Proportionally Fair Clustering

Authors: Xingyu Chen, Brandon Fain, Liang Lyu, Kamesh Munagala

ICML 2019 | Conference PDF | Archive PDF | Plain Text | LLM Run Details

Reproducibility Variable Result LLM Response
Research Type Experimental We conclude with an empirical examination of the tradeoff between proportional solutions and the k-means objective.
Researcher Affiliation Academia Xingyu Chen 1 Brandon Fain 1 Liang Lyu 1 Kamesh Munagala 1 Department of Computer Science, Duke University, Durham, North Carolina, USA.
Pseudocode Yes Algorithm 1 Greedy Capture; Algorithm 2 Local Capture Heuristic
Open Source Code No The paper does not contain an explicit statement about releasing the source code for the methodology described, nor does it provide a link to a code repository.
Open Datasets Yes In this section, we study proportionality on real data taken from the UCI Machine Learning Repository (Dheeru & Karra Taniskidou, 2017). We consider three qualitatively different data sets used for clustering: Iris, Diabetes, and KDD.
Dataset Splits No The paper mentions using specific datasets (Iris, Diabetes, KDD) but does not provide explicit details on training, validation, or test splits.
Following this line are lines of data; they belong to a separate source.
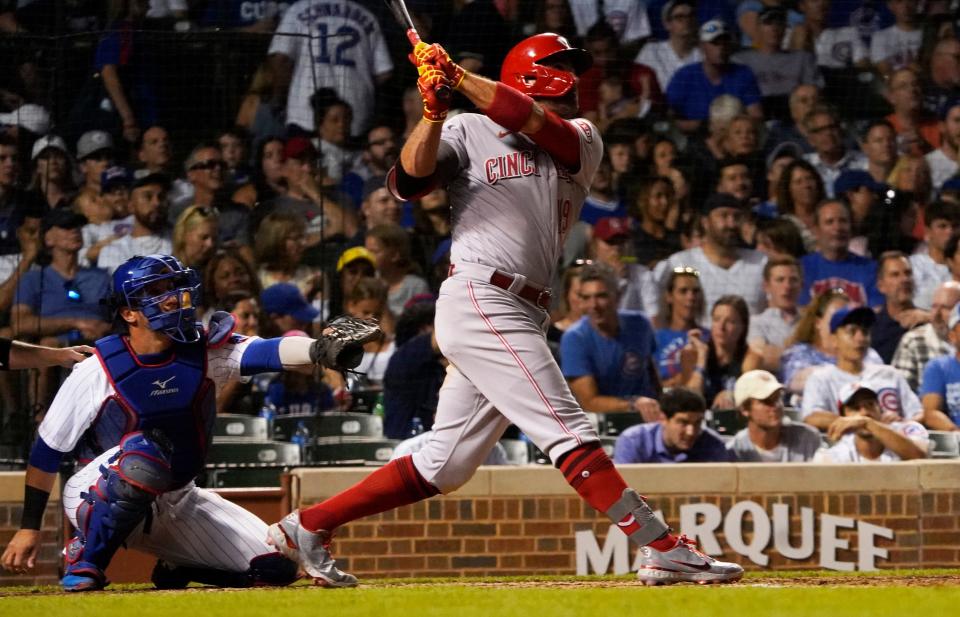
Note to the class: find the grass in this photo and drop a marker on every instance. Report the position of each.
(462, 598)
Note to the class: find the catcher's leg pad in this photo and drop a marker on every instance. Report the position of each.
(121, 498)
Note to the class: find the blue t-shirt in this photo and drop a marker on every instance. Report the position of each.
(942, 377)
(643, 443)
(48, 294)
(621, 366)
(855, 275)
(690, 92)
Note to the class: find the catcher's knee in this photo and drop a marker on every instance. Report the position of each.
(272, 569)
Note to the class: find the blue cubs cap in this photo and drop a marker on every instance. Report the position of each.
(860, 315)
(286, 299)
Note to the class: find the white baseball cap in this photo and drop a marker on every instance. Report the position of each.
(755, 384)
(29, 116)
(48, 141)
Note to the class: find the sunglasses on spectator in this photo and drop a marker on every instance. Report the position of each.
(208, 165)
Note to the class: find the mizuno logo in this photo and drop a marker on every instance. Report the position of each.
(162, 387)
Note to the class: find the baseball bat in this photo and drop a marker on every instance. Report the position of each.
(402, 15)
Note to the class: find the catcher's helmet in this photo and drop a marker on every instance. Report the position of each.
(523, 68)
(146, 283)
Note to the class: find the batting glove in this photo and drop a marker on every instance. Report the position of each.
(434, 108)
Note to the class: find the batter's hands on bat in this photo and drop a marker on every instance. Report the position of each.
(21, 554)
(434, 108)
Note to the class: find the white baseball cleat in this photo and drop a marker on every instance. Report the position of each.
(309, 549)
(684, 563)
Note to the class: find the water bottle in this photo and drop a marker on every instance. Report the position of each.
(301, 437)
(416, 426)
It only states "we work with a subsample of 100,000 points" for KDD and further sampling for Local Capture algorithm: "sampling 5,000 points uniformly at random to treat as N and sampling 400 points via the k-means++ initialization to treat as M".
Hardware Specification No The paper does not provide specific hardware details (e.g., CPU/GPU models, memory specifications) used for running the experiments.
Software Dependencies No The paper does not provide specific software dependency details with version numbers (e.g., library names with versions) that would be needed to replicate the experiment environment.
Experiment Setup Yes In our experiments (see Section 5), we search for the minimum ρ for which the algorithm terminates in a small number of iterations via binary search over possible input of ρ. For efficiency, we run our Local Capture algorithm by further sampling 5,000 points uniformly at random to treat as N and sampling 400 points via the k-means++ initialization to treat as M. The k-means objective is measured on the original 100,000 points for both algorithms.